Everyone has experienced the abrupt freeze VRChat has sometimes when loading an avatar, often for multiple seconds at a time. Well I have been doing some testing recently, and I believe this is primarily caused by audio assets being decompressed on the main thread.
The default load behavior of an audio asset in Unity is "Decompress on Load". For VRChat, this means the game has to completely decompress the audio asset immediately upon an avatar loading, and keep it in memory so that it can be played at any time. The problem with this is that the decompression happens on the main thread, stalling anything else that also happens to reside on the main thread from running until it has completed the decompression. With longer duration, higher filesize assets this can cause a considerably long freeze when loading in an avatar.
Unity has a built-in option for any audio asset to "Load in Background", which according to Unity's documentation loads the audio asset on a separate thread instead of the main one. This setting, however, currently doesn't work in VRChat and actually causes your audio source to not function at all. Not sure if this would be the best option, because if an audio source requests to play the asset before it is decompressed, it queues the request and must wait until the decompression process is finished before playing. This would not really be ideal for load-in sounds that are present on many avatars.
Another option is to change the audio asset Load Type to "Compressed in Memory." Using this load type currently works as expected in VRChat. The audio loading no longer stalls the main thread, since it causes the audio to be decompressed in the mixer thread as it plays. While this fixes the freezing problem, this seems like it could create more CPU overhead in scenarios where many audio assets are being decompressed at the same time. Large scale testing would obviously be needed to see if this setting is viable for VRChat.
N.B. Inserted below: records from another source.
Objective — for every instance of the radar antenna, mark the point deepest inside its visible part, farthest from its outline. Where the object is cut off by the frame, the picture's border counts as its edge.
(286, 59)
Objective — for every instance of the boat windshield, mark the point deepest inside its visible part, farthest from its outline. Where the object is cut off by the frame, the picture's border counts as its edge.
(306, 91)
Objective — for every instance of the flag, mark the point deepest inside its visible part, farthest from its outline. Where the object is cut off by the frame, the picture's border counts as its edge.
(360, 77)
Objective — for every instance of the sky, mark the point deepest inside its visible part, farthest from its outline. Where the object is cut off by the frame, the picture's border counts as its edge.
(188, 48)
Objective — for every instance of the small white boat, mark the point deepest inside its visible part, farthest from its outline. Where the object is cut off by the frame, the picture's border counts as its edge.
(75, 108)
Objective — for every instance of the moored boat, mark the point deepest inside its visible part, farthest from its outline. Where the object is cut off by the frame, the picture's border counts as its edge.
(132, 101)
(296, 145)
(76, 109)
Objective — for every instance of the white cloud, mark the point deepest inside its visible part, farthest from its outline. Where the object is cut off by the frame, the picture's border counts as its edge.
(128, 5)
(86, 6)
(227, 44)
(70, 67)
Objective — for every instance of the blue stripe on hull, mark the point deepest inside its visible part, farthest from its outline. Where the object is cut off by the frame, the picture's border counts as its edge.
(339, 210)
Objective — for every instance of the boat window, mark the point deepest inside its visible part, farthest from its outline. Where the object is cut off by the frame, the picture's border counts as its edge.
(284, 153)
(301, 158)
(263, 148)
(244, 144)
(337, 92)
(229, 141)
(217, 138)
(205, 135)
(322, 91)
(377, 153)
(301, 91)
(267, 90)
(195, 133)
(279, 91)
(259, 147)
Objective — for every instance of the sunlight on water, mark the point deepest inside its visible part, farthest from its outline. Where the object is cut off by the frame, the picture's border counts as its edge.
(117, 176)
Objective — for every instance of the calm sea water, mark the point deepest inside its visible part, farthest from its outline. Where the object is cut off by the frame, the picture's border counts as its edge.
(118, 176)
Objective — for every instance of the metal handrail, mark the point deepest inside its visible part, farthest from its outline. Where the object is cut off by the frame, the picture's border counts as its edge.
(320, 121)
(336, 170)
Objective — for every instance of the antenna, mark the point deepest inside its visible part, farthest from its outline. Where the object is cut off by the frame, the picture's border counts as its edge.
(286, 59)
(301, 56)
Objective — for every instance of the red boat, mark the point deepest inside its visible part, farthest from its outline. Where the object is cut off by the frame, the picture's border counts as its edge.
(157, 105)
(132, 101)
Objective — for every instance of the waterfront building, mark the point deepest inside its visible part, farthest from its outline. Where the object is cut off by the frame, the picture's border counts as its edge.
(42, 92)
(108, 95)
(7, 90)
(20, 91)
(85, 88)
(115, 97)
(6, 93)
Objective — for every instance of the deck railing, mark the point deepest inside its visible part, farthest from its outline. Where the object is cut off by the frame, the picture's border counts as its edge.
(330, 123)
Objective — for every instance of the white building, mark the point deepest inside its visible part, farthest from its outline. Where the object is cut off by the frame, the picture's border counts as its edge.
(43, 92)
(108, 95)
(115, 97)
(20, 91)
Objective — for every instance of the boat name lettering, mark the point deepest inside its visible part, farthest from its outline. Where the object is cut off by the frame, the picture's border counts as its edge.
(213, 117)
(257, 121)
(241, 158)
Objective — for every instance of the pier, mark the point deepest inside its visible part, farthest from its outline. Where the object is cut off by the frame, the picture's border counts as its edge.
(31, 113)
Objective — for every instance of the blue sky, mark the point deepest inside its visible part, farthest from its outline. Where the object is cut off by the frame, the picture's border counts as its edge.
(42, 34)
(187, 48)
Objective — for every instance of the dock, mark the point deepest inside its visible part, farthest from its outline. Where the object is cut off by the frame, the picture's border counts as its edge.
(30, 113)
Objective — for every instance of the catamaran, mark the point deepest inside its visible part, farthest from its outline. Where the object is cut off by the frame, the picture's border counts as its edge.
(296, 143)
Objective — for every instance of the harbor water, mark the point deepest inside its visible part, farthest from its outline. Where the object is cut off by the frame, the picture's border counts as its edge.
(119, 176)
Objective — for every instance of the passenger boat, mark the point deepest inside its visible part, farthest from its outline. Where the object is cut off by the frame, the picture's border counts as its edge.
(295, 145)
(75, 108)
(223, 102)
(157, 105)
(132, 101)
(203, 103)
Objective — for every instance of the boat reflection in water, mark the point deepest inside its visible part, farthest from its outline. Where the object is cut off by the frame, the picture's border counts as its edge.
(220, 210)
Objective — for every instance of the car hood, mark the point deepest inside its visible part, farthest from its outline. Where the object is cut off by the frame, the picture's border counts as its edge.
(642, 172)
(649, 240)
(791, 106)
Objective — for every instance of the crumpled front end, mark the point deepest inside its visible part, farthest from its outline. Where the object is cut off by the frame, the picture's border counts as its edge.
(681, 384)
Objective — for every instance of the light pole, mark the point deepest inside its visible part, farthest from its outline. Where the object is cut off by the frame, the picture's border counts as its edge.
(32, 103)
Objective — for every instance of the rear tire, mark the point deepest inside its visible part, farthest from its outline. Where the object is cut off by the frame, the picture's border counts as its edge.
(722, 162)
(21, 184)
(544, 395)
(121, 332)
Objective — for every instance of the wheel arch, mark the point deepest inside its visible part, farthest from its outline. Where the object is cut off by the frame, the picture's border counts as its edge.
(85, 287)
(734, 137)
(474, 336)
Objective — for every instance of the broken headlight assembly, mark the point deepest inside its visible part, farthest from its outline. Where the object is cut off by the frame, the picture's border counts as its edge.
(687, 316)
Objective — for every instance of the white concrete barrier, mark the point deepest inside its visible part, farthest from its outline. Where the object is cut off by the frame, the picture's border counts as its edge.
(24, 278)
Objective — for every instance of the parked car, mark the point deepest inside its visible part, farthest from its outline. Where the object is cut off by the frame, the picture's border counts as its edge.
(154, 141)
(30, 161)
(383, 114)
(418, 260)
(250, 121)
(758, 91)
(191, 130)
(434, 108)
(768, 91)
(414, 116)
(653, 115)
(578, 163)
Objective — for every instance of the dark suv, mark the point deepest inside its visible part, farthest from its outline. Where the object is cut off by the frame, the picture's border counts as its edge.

There is a third load type called "Streaming" that seems similar to Compressed in Memory, but there is not a ton of info on the wiki and this option does not currently work in VRChat. Looks like it would increase disk usage since it incrementally reads the audio from the disk and decodes it on the fly on the streaming thread. I would guess it probably has similar CPU usage to Compressed in Memory. I'm not familiar with this option, so I'm unsure about any other aspects of it.
So if this issue is looked into I think there are three ways to go about fixing it:
Solution A)
Force Load in Background on for any audio asset found on an avatar. To avoid unwanted pauses for load-in audio, maybe a small script could be added to an audio source to designate to the SDK that the user intends that sound to play immediately upon load, so it will not force on Load in Background for the audio asset used in that audio source. A problem I foresee with this is that it would probably retroactively break synchronization of load-in audio with animations for old avatars, which isn't great. This also would add another layer of complexity to some aspects of avatar creation, which may not be desirable.
Solution B)
Force all audio assets found on an avatar to have a load type of Compressed in Memory. This has the upside of not retroactively breaking anything for anyone, which is good. It also may reduce the overall memory usage of audio assets. However, this could potentially end up adding a significant amount of CPU overhead if many sounds are being decompressed simultaneously. As stated earlier, large scale testing would need to be done to measure the overall impact on CPU usage.
Solution C)
Force Streaming load type for all audio assets found on an avatar. As I said earlier I do not have much reference for how this load type works. In theory it seems like it could be a solution. Might be worth testing, at least.
I can personally vouch for Solution B. I have been using the Compressed in Memory load type for audio assets on an avatar with a lot of audio, and it has completely removed the freeze upon load. Additionally I haven't noticed any weirdness with the audio playback, it seems to work as it should. Before switching to this load type, the avatar in question would cause a chunky ~4 second freeze upon loading on my system.
A quick note before I finish, I was in a very active public instance recently and due to everyone initially joining and swapping avatars I probably spent nearly 15-20% of my time frozen. Definitely not an ideal situation.
This may be an oversimplification, but I am just trying to suggest what I believe are potential solutions to a pretty nasty problem that everyone experiences. I would like to see these solutions explored at least (if they haven't been already), even if the final decision is made to keep audio asset loading as-is.
-------TL;DR-------
Audio asset decompression is the primary factor causing freezes upon loading avatars. Please change the way audio assets are loaded to help mitigate this!